U.S. Geography

35-ish lady to friend: I don’t even have anything in my mouth, and I still feel American.

–Smith & President

Ferry captain: Welcome to the United States. All crew members please report for docking…

–Manhattan-bound ferry

Overheard by: wondering where we were before…

Female writing professor: No, keep your mind on your money and your money on your mind. This is America, people — don’t be crazy.

–NYU Silver Center

Overheard by: Nina

Chick: Bleeding to death? Brain damage? I’m leaning towards gangrene. That’s just so all-American, Oregon Trail, you know? If he’s in this country, he’d better be ready to die like it.

–Union Square

Overheard by: Michelle

Professor: Brooklyn is not part of Long Island the same way New York is not part of America. We’re not in America right now.

–NYU

Overheard by: And Staten Island doesn’t exist.

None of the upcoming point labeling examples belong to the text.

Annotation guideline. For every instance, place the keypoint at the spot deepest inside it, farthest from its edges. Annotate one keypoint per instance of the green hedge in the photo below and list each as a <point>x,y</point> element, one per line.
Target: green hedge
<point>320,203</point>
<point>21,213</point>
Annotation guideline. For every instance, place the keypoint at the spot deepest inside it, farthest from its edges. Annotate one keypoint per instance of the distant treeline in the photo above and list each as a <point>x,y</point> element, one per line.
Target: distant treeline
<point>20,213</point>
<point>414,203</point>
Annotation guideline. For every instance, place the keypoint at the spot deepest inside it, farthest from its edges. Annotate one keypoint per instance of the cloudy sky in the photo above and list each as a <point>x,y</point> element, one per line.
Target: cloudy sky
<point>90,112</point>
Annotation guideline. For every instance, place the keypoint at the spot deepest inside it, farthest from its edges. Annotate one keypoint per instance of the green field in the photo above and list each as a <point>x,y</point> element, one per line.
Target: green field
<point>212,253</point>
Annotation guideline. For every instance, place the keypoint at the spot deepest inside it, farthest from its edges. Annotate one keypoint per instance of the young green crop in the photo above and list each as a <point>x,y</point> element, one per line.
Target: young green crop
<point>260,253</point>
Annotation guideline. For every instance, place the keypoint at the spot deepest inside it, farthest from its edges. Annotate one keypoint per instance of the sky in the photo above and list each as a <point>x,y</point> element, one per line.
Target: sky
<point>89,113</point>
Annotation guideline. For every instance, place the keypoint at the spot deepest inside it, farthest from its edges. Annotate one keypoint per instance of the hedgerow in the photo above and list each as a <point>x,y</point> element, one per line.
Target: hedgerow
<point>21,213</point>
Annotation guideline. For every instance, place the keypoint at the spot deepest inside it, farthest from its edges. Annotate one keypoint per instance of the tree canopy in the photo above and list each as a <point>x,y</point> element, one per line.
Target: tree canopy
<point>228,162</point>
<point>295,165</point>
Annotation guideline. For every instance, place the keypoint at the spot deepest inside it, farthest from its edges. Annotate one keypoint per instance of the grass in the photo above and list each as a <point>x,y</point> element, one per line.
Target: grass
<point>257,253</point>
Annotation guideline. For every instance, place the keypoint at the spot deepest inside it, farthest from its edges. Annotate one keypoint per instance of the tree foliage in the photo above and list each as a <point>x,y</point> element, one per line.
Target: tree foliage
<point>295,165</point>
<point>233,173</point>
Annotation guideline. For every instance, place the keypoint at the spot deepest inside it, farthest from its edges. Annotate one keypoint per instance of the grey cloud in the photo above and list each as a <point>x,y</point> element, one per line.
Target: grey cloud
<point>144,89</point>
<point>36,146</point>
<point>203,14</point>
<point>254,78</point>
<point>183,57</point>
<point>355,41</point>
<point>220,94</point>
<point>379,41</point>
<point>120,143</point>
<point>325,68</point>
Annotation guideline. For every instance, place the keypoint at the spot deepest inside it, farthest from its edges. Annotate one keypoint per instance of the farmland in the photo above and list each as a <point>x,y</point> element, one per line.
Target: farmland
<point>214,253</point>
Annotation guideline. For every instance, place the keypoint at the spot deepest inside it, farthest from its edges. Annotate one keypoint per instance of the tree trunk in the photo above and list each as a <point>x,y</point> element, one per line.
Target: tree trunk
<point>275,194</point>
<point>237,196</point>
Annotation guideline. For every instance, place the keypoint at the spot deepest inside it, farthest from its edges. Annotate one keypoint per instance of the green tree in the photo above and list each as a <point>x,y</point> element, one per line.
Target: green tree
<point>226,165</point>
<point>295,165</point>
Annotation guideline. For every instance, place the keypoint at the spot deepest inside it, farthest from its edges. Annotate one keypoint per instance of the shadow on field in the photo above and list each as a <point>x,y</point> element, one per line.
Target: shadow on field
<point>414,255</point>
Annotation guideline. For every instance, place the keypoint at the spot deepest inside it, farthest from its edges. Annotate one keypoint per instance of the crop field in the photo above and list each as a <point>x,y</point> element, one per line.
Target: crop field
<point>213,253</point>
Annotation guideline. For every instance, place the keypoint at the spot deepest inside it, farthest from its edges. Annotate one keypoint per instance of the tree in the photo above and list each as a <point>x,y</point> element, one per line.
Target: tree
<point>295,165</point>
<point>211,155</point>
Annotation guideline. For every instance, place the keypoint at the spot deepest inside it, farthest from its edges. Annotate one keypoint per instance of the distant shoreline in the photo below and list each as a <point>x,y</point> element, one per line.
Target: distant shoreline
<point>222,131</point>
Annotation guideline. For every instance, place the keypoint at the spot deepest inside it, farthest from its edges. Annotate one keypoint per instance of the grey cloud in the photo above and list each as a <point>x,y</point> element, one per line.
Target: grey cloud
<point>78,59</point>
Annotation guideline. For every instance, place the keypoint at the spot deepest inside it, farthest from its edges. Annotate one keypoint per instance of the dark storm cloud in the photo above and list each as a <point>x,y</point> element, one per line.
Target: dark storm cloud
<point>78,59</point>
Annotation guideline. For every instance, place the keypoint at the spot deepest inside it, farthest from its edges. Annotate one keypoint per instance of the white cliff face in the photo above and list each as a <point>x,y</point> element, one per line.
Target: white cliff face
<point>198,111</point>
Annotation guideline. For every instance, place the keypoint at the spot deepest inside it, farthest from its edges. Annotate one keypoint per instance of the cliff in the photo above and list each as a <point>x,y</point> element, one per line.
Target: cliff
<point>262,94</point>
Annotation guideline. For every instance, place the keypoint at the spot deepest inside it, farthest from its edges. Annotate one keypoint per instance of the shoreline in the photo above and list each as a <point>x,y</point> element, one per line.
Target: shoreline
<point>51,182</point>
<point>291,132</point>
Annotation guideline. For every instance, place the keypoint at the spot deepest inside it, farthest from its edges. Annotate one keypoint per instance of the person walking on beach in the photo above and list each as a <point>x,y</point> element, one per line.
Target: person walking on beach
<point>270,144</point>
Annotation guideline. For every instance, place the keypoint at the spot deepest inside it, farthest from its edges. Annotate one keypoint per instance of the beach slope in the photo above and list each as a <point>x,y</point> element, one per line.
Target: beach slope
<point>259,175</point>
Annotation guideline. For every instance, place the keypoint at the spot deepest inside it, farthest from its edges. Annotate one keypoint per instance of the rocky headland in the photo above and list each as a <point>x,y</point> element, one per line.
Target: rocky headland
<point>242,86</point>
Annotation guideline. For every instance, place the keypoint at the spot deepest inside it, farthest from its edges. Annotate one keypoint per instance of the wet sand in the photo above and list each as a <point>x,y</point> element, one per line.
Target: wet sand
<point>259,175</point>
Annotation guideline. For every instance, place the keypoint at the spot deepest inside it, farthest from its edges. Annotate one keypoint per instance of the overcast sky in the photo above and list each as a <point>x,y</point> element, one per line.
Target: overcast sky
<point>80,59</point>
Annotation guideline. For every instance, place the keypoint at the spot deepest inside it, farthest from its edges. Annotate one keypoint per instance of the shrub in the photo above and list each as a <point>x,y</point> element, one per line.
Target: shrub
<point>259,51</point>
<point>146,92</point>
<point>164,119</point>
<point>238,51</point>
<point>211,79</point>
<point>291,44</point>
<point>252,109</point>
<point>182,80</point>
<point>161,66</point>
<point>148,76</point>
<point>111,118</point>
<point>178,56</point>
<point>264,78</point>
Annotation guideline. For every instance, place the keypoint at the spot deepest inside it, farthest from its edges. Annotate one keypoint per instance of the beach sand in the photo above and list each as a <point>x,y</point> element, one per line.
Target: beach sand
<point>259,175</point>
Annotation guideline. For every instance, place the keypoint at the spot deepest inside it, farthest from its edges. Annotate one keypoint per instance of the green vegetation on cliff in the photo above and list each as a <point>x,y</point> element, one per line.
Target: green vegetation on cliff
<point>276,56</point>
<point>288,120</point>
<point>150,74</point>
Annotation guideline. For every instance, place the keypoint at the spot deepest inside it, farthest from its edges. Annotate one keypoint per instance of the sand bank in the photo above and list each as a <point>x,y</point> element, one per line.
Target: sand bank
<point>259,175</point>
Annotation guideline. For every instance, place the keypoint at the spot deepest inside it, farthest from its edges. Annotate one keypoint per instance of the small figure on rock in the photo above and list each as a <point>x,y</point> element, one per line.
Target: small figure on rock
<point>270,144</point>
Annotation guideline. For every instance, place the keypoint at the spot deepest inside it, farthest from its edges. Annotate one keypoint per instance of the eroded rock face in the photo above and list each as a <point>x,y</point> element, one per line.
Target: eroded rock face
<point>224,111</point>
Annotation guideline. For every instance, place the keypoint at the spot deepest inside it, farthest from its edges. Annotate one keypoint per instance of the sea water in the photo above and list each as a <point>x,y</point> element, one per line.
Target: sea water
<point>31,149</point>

Boricua thug: So I say, ‘Why you be poopin’ on the shirts of America?’

–5th Ave

Tourist teen with new Uggs: Ma, can I wear these out of the store? Please?
Tourist mom: Are you fucking insane? Do you want them to be black in this filthy place? I just paid a hundred and fifty bucks for those. Take your feet out of them and don’t stick them back in until we get back to Michigan.

–David Z, 5th Ave

Overheard by: nicole h.

Hoochie #1: … Because what could happen is you end up in Chicago and he ends up naked.
Hoochie #2: And that would be so weird.
Hoochie #1: Yeah, that would be so awkward.

–33rd & Broadway

Overheard by: …i’ll say it would be awkward!

Blonde #1: Of course there are 50 states. Duh!
Blonde #2: Yeah… Wait, what state is Florida in?

–Penn Station

Teen girl #1: Yeah, Florida is totally North of New York.
Teen girl #2: Are you kidding me? No, it’s not.
Teen girl #1: Yeah, it is! I mean, like, you drive North to the airport, right? And South of New York is just, like… water.
Teen girl #2, staring in disbelief: Wow.

–5th Ave

Overheard by: Shocked

Drunk frat guy: I don’t know about you fellas, but I’m going to Narnia. Shazam! [Dives head first into a wardrobe.]

–NYU dorm

Frat boy: Dude, do you think if I start drinking now I’ll still be drunk in Michigan?

–JFK

Overheard by: JJ

Drunk frat dude on cell: So, does autumn come after winter or before it?

–Outside Wogie’s, West Village

Overheard by: misspenny

Black frat dude to white frat dude: I mean, if the KKK could’ve thought of BET, they woulda done it 50 years ago.

–Columbia University

Drunk Long Island frat boy: At least no one got raped, so that’s pretty good.

–Penn Station

Overheard by: echo

Bimbette #1: Wait, but, like… What state is Louisiana in, again?
Bimbette #2: I don’t know. Like, Arkansas?

–56th & Madison

Overheard by: trooshieb

Drunk babe #1: I am definitely not going to have sex with him. He fucks a bitch from New Jersey.
Drunk babe #2: Oh, well, then maybe you shouldn’t have sex with him.
Drunk babe #1: I know, right? They have their own, like, breeds of STDs out in fucking Jersey.

–Outside Soho Grand Hotel

Overheard by: Drunk Guy

Crackhead: What’s your favorite state? Mine is Seattle.

–95th & 2nd

Guy on cell: … Got fisted from another state.

–7th Ave, between 56th & 57th St

Tourist chick: I’m in Pennsylvania?! What the hell?!

–1 train, Penn Station

Bald dude on cell: Yeah, I’m in Vermont with Bill and Mary*! It’s beautiful! I know, it’s amazing — I’m getting service right on the lake.

–Burger King, Graham & Skillman

Port Authority officer: It’s not easy being a dual-state crime fighter like me.

–Exchange Place PATH station

Overheard by: Marisol

Dude: I went to only one strip club in New York. It was the one in Jersey.

–27th & 10th

Blonde: Gosh, these lines are, like, so long.
Brunette: Yep.
Blonde: I’m, like, not from here so, like, I’m not used to this.
Brunette: Uh-huh.
Blonde: I’m actually from, like, Ohio. Where are you from?
Brunette: Albany.
Blonde: Oh my gosh, really?! Say something in Albanian!